Paul Emile Lecomte, who went by Paul Lecomte, was born on October 29, 1877 in Paris.
He used the name Paul Emile Lecomte to sign his works and to differentiate himself from his uncle, art teacher and painter, Paul Lecomte, who was his first teacher.
Paul Emile studied at the Beaux Arts de Paris under the direction of Fernand Cormon, then joined the Ministry of the Navy. He was appointed official painter of the Navy in 1921.
His works were exhibited at the Salon de Paris from 1901 and throughout his career. Over the years he obtained several medals, one of which a gold medal. He was also a member of the Salon des Artistes Français.
Post-impressionist by training, Paul Emile was a landscape painter, although most of his paintings represented maritime or river scenes, he was also attracted by scenes of animated villages or richly colored market days.

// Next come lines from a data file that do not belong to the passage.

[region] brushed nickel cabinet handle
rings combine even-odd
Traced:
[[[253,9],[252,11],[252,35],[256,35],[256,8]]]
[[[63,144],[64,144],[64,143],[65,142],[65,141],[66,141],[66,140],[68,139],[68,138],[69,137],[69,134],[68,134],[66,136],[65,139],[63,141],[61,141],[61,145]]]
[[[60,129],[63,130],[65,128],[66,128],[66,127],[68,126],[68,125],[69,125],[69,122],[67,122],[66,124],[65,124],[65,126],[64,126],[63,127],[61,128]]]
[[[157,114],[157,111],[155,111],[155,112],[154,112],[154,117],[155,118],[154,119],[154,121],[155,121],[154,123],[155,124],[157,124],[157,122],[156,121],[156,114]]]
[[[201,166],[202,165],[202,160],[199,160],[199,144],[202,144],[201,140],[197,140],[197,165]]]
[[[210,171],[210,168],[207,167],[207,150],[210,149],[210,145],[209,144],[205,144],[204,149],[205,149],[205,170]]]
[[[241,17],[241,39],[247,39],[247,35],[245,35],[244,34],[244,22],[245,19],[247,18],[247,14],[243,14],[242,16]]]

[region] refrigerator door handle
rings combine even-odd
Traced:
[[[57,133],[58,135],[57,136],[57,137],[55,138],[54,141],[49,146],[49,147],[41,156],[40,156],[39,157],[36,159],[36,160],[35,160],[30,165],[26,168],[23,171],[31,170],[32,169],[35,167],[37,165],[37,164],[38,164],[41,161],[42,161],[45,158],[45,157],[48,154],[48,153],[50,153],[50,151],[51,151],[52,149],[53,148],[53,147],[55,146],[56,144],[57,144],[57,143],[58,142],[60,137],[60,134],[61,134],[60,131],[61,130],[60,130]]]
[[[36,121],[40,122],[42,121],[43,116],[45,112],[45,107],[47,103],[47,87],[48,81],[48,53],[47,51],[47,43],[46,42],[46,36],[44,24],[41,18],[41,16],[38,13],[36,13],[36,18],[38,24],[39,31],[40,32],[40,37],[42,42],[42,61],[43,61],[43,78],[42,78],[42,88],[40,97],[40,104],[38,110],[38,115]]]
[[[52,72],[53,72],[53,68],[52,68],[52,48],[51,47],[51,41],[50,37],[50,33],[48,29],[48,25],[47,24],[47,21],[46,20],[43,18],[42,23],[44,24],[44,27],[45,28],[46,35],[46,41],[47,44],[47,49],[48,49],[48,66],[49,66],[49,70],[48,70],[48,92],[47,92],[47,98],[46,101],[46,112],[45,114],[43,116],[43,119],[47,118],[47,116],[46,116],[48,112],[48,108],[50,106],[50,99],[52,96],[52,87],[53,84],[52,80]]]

Impressionist in his touch, he caressed the canvas with a lot of softness. His subjects were always very structured, and he knew how to find the balance in the paint nuances, sometimes lively and contrasted or more acidic and blended, according to the various subjects.
Paul Emile Lecomte passed away in Paris in 1950.
In this work, the artist evokes leisure nautical activities, which became fashionable at the end of the 19th century and at the beginning of the 20th century. While at first reserved for the Aristocracy and the bourgeoisie, these leisure activities gradually became accessible to the working classes.
Canoeing and rowing started on the Seine and the Marne, then leisure bases were created with the development of the railway, at each station, Asnières, Argenteuil, Bougival…
This splendid realization highlights the technical qualities of Paul Emile. Using his painting knife, he crushes pure and vivid colors to represent the foliage of the trees on the right, while the trunks are painted with a simple stroke of color.
The effects of the sky are treated with crossed or zigzagging brush strokes.
The shimmering of the water is rendered in one brushstroke, sure and true.
The hats, the clarity of the sky and water, the abundant foliage transports us into a beautiful summer day, where the main actors have been placed in the center of the canvas to remind us of the importance of the subject and the place given to the nautical pleasures at the time.
Oil on canvas signed on the the lower right.